Anyway, I actually had a larger point. If the person giving the challenge is serious about this, they may easily prove it by giving back more helpful/reasonable comments.


Well, IIRC, the issue is that with science, nothing can be definitely be "proven." What makes it something in the scientific realm is that it is potentially disprovable. No?

So while we can show correlation and come up with hypotheses and theories etc ad nauseum, as I understand it, you can't "prove" anything. Supposedly. You can just show that your current theory is better than what we had before, basically.

So the "$10k to disprove" works scientifically. The "$10k to prove" should not.

Or so I understand it.


I had a similar thought.

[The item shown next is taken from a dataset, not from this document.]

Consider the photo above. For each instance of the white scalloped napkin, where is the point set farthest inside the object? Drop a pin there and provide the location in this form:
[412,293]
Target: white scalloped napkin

But I take the point more seriously.

To be clear, given the current data it's very likely that the climate is warming.

But there are no empirical data that show we can do anything about it.

A better contest in response to this post would be awarding $10,000 for proof that any plan (cap-and-trade bill X, global carbon tax of Y%) would be a net benefit over a given period of time (50 years, a century?).

This contest wouldn't prove anything either, but it does demonstrate something more profound about the limits of empirical decision making.


Exactly. This is pointless.


except its a good "publicity" strategy in right direction but agreed the method is little more than a moot point.


I don't get why people make a distinction between man-made climate change, and "natural" climate change, when both have equally terrible results. Even if the earth is "natually" warming, it's still going to cause issues. Why not work to stop it?


Imagine you are someone who believes that we don't understand the climate well enough to determine if releasing ridiculous amounts of CO2 has any effect whatsoever. If you believed that, you probably wouldn't think that we understood the climate well enough to alter it.


My issue is that I've heard many pro global warming scientists on public radio say that even if man-made global warming doesn't exit, we should have all of these regulations and tax increases because it's good for the environment.


So what exactly do you have to lose if you leave the oil/coal in the ground? It will still be there for your descendants.

Especially, if you accept that global warming exists but is not man-made, it may be useful to keep backup of energy to be able to deal with it in the future, wouldn't it?


Our descendants will be vastly richer and smarter and better informed than we are, so you're saying we should tax the poor to help the rich.

Making energy more expensive now reduces economic progress, which is exactly the thing we need to outgrow this and all other future potential threats.


Yeah. Or our descendants will be doomed. We have no idea.

This could be a good argument if the actual profits from coal and oil were really going to development of sustainable technologies (or poor people, in case of argument from streptomycin). In fact, that's precisely what the carbon tax proposals try to induce.

But I am not convinced; oil and coal companies fight this tooth and nail.


Profits are irrelevant. What matters are the benefits, which include the consumer surplus as well as the producer surplus. So long as coal and oil are the cheapest most reliable source of energy, using them makes the economy more efficient than not using them and an efficient, functioning economy buys us more safety margin for just about any conceivable future threats, not just climate-related ones. Whereas a crippled economy where we use less energy automatically makes us more vulnerable to many other conceivable future threats, even ones we didn't explicitly prepare for. (Getting hit by an asteroid, disease epidemics, global cooling...)

Switching to less CO2-intensive technologies will happen anyway regardless but if you want to push it along, how about removing some of the roadblocks to nuclear power? (Including recycling/reprocessing waste into more fuel, which has been illegal in the US since the 1970s)


Easy for rich Westerners to say. We're not the ones who will have to go back to subsistence farming.


The issue has always been increased state control.